Trace records do not include prompt/response content, raw token IDs, sampling
parameters, finish reason, or error status. Replay hashes expose prompt prefix
reuse structure without storing the prompt text. Use the audit sink for
request/response payload capture and OpenTelemetry export for span-based
observability.

For local payload debugging, enable audit logging alongside agent tracing.
Audit and agent trace share the same `jsonl` and `jsonl_gz` sink primitives, so
both streams can be captured to disk in parallel:

```bash
export DYN_AGENT_TRACE_SINKS=jsonl_gz
export DYN_AGENT_TRACE_OUTPUT_PATH=/tmp/dynamo-trace
export DYN_AUDIT_SINKS=jsonl_gz
export DYN_AUDIT_OUTPUT_PATH=/tmp/dynamo-audit
export DYN_AUDIT_FORCE_LOGGING=true
```

Audit records include the raw OpenAI-compatible request, the final aggregated
response, and any `nvext.agent_context` supplied by the harness. Join audit
records to agent trace records by `request_id` when correlating payload text
with replay hashes and timing metrics:

```bash
gzip -cd /tmp/dynamo-audit.*.jsonl.gz   | jq -c '.event' > /tmp/audit.jsonl
gzip -cd /tmp/dynamo-trace.*.jsonl.gz   | jq -c '.event' > /tmp/trace.jsonl
jq -s 'group_by(.request_id // .request.request_id)' \
  /tmp/audit.jsonl /tmp/trace.jsonl
```

Audit also accepts `stderr` and `nats` sinks; `DYN_AUDIT_SINKS` takes a
comma-separated list (for example `jsonl_gz,nats`).

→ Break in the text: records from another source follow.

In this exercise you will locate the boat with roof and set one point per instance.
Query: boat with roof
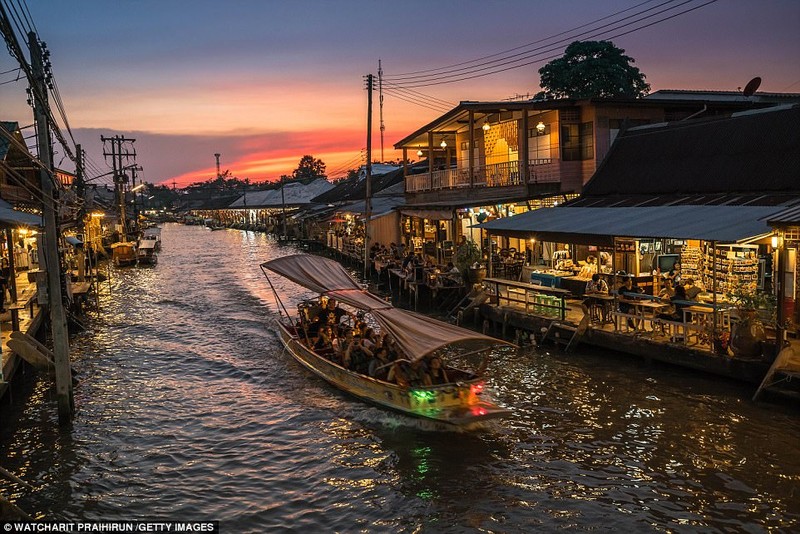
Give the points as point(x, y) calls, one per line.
point(393, 358)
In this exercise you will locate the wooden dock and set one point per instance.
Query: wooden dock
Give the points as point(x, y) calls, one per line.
point(24, 315)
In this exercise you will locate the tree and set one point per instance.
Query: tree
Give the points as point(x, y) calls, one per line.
point(309, 168)
point(593, 69)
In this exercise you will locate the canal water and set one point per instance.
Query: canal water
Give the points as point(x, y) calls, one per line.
point(187, 408)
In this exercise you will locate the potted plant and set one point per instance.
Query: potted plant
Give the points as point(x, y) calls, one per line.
point(748, 335)
point(467, 259)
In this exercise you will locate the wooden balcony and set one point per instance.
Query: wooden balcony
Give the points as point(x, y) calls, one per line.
point(505, 174)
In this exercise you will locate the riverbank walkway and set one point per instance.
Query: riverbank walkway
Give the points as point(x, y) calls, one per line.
point(23, 315)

Replay hashes describe the cumulative input presented to each LLM request. They
do not by themselves declare cache movement, observed reuse, or that a prior
decode stored a block in KV cache. Mooncake conversion maps these sequence
hashes to compact per-file `hash_ids` and writes an absolute request-arrival
`timestamp` on every converted row. Replay/mocker treats rows with explicit
per-turn timestamps as wall-clock arrivals, so LLM calls from the same
`trajectory_id` can overlap when the original agent issued them concurrently.
Rows that use `delay` instead keep closed-loop session behavior: the next turn
waits for the previous turn to complete plus the delay. Replay/mocker then
treats those rows as request reads and simulates KV writes/events from the
configured engine, router, capacity, admission, and timing model. The simulated
cache pattern is only as exact as those replay parameters.

## Consistency Model

Trace output is best-effort profiling data, not durable audit data. Dynamo writes
LLM request records and harness tool records into the same trace stream, but it
does not commit them transactionally.

Delayed tool records are expected. Each normalized record carries
`event_time_unix_ms`, and offline tools should order records by event time
rather than by JSONL line order. The Perfetto converter does this before
rendering request and tool slices.

The trace file does not prove completeness. Records can be absent if Dynamo
exits before sink workers drain, if the trace bus or sink lags and drops records,
or if the ZMQ/event-plane path drops a harness event.

## Current Scope

- Agent context is passive metadata.
- Agent request trace emission is currently wired for `/v1/chat/completions`.
- Supported sinks are `jsonl`, `jsonl_gz`, and `stderr`.
- Tool events enter through the Dynamo-owned ZMQ relay.
- Dynamo does not expose a separate direct event-plane ingress path for harness
  tool events.
- Future scheduler/profiler consumers should read the normalized trace bus.